The best use for it is while taking selfies, since it will allow you just to plop the device somewhere so you can set a timer and ready yourself for a shot.
There is also an extra brightness option — best for when under heavy sunlight — but that will sap the battery.
Cameras stay put
There are no veritable upgrades on this front — surprise — but the Flip 4's cameras are up to the task with clean, crisp shots. However, night or low-light shots tend to be grainy.
Check out our gallery of sample shots:
Meanwhile, using the cover display to take photos is a double-edged sword.

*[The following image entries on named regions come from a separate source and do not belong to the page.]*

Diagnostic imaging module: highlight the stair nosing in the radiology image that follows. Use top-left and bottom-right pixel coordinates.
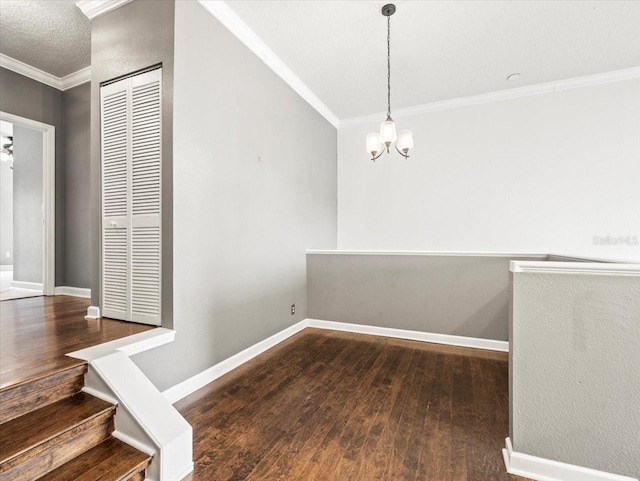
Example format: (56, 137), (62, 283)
(0, 358), (88, 394)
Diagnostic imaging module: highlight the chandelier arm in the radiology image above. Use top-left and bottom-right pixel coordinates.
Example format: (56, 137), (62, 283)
(393, 144), (409, 159)
(371, 147), (384, 162)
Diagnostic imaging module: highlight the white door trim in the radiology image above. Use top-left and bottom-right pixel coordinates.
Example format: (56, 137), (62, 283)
(0, 111), (56, 296)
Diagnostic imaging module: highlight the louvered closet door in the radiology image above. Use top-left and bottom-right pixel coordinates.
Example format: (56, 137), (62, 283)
(100, 80), (130, 320)
(101, 69), (162, 325)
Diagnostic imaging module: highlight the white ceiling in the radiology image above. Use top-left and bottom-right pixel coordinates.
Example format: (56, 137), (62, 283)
(227, 0), (640, 119)
(0, 0), (91, 77)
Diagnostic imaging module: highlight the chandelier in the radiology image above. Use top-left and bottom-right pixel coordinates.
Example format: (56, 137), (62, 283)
(367, 3), (413, 161)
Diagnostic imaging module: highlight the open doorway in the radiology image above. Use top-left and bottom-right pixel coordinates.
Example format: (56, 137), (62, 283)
(0, 112), (55, 301)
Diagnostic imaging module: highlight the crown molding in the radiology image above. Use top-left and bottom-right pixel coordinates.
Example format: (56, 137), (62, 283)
(0, 53), (62, 90)
(76, 0), (132, 20)
(60, 67), (91, 90)
(338, 67), (640, 128)
(198, 0), (340, 128)
(0, 53), (91, 90)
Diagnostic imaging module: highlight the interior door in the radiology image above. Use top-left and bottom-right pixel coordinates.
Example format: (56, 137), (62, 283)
(100, 69), (162, 325)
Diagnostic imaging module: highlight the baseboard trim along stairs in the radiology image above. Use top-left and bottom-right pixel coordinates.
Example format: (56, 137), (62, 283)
(502, 438), (638, 481)
(162, 319), (509, 404)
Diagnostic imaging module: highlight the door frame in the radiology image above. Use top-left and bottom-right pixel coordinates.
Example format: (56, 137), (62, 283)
(0, 111), (56, 296)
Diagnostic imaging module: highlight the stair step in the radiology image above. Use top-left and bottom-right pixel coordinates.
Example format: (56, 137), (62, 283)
(0, 392), (116, 481)
(0, 360), (87, 424)
(39, 437), (151, 481)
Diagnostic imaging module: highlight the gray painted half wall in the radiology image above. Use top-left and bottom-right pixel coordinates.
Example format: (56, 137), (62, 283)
(13, 125), (44, 284)
(307, 253), (546, 341)
(509, 272), (640, 478)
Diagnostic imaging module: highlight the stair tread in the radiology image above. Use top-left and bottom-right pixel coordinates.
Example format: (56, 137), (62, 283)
(39, 437), (151, 481)
(0, 392), (115, 464)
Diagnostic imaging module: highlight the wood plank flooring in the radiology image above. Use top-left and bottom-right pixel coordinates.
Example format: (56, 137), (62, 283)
(0, 296), (152, 389)
(176, 329), (524, 481)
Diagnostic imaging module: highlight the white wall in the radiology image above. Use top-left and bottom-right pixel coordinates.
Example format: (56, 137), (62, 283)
(338, 79), (640, 260)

On one hand, you’re guaranteed maximum quality since you’ll be using the main dual-camera system, and on the other, you are limited to that 4.8cm screen, meaning you won’t get a full view of what you’re taking.
Keep in mind, however, that this will not result in a photo that’s the same size as the cover display, since it will still use the snapper’s full resolution, meaning you will still get the same result as if taking a regular shot.

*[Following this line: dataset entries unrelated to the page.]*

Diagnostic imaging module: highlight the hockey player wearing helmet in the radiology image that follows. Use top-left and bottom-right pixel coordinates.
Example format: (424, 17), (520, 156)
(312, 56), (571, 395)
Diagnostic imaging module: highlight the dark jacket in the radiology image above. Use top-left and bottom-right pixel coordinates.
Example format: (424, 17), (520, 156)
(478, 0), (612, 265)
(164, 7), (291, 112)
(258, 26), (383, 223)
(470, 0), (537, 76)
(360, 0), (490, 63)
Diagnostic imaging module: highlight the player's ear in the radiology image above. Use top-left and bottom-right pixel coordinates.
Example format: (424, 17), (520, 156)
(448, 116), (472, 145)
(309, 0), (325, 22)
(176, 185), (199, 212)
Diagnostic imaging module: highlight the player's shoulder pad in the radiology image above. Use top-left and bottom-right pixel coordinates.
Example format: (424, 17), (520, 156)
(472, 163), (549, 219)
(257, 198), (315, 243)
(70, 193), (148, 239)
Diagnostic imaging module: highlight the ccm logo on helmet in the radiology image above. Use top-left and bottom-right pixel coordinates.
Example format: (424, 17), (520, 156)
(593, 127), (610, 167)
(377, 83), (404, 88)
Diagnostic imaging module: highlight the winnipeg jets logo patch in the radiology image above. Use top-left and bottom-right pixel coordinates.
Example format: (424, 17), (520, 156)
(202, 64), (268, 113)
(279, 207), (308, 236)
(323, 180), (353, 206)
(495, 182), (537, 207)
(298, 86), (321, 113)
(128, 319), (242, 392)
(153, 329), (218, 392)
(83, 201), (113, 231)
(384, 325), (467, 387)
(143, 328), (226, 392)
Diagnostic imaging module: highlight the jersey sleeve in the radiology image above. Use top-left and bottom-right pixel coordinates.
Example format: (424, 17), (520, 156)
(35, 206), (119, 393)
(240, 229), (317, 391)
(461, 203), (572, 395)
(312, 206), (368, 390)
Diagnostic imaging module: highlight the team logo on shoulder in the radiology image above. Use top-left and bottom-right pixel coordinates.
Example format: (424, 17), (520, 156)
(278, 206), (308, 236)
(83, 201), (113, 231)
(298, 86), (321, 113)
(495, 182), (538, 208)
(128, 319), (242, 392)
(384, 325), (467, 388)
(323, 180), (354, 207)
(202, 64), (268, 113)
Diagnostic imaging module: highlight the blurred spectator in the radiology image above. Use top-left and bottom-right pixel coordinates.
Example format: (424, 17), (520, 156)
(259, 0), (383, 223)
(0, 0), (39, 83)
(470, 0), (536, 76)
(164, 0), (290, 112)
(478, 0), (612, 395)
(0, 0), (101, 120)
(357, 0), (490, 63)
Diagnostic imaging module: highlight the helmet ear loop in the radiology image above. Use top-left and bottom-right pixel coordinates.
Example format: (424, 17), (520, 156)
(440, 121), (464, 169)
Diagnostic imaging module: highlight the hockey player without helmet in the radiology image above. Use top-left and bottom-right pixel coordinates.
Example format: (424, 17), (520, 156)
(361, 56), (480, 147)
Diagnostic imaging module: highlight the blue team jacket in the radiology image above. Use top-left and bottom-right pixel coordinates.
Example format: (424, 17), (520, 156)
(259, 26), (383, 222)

So don’t worry if the display shows that subjects are not within the frame, because you'll most probably get everything in.

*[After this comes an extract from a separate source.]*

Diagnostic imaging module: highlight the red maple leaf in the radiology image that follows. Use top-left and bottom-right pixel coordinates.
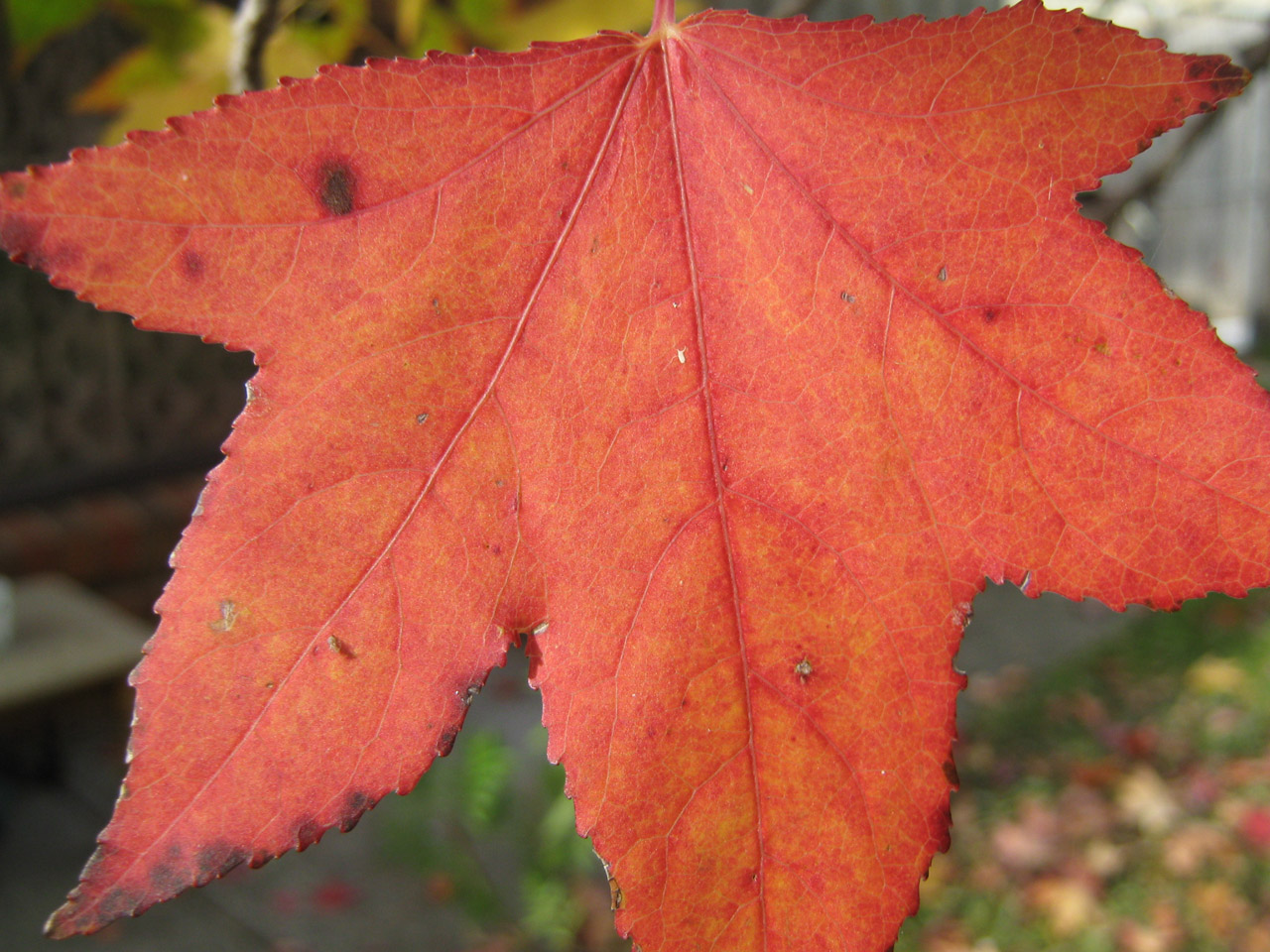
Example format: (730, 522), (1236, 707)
(0, 0), (1270, 949)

How long does the Flip 4 battery last?
Samsung has not given an exact figure other than saying that the device can last “all day”.
Over the course of our test, it held up well, with heavy use resulting in about 20 per cent of power left by nightfall.
In our standard one-hour YouTube-at-full-brightness test, it lost 10 per cent, a nice improvement from the Flip 3’s 12 per cent.
The Flip 4 now supports fast charging at 25W, which Samsung says will charge it up to 50 per cent in 30 minutes.
Unfortunately, we did not have a 25W charger on standby, but we did have a 30W one, which is fine.
Chargers are backward compatible — but make sure you are on the same voltage — so in this case the Flip 4 will charge at 25W.
Using that and a supplied USB-C cable, the Flip 4 went up to 24 per cent in 15 minutes, before settling at 46 per cent after half an hour, which is not far off what has been advertised.
Meanwhile, wireless charging has been bumped up from 10W to 15W. Don’t expect this to be a dazzler: it inched up by only 5 per cent in 15 minutes.
The contact point is on the lower half of the phone, so you can wirelessly charge it while it is folded, which allows you to see the outer screen and use it in Flex mode.
It is understandable why Samsung's Flip is leading the foldable smartphone race: the company nailed the right combination of design and functionality, without going overboard with impractical features.
The Galaxy Z Flip 4 is right on track to continue its leading position.
Bit things are getting somewhat repetitive. There are no breakthrough new features, and doubling the max capacity just won't cut it.
The design changes are a refreshing start, but there's an obvious need to present something even fresher such as a camera system at par with the Galaxy S and Fold series, in what we expect to be the Flip 5 next year.
Samsung has done a good job in easing users into this emerging category. Now it is time for the company — and the industry at large — to come up with newer ideas, both in terms of design and features, to not just keep users interested, but also give them more incentive to switch.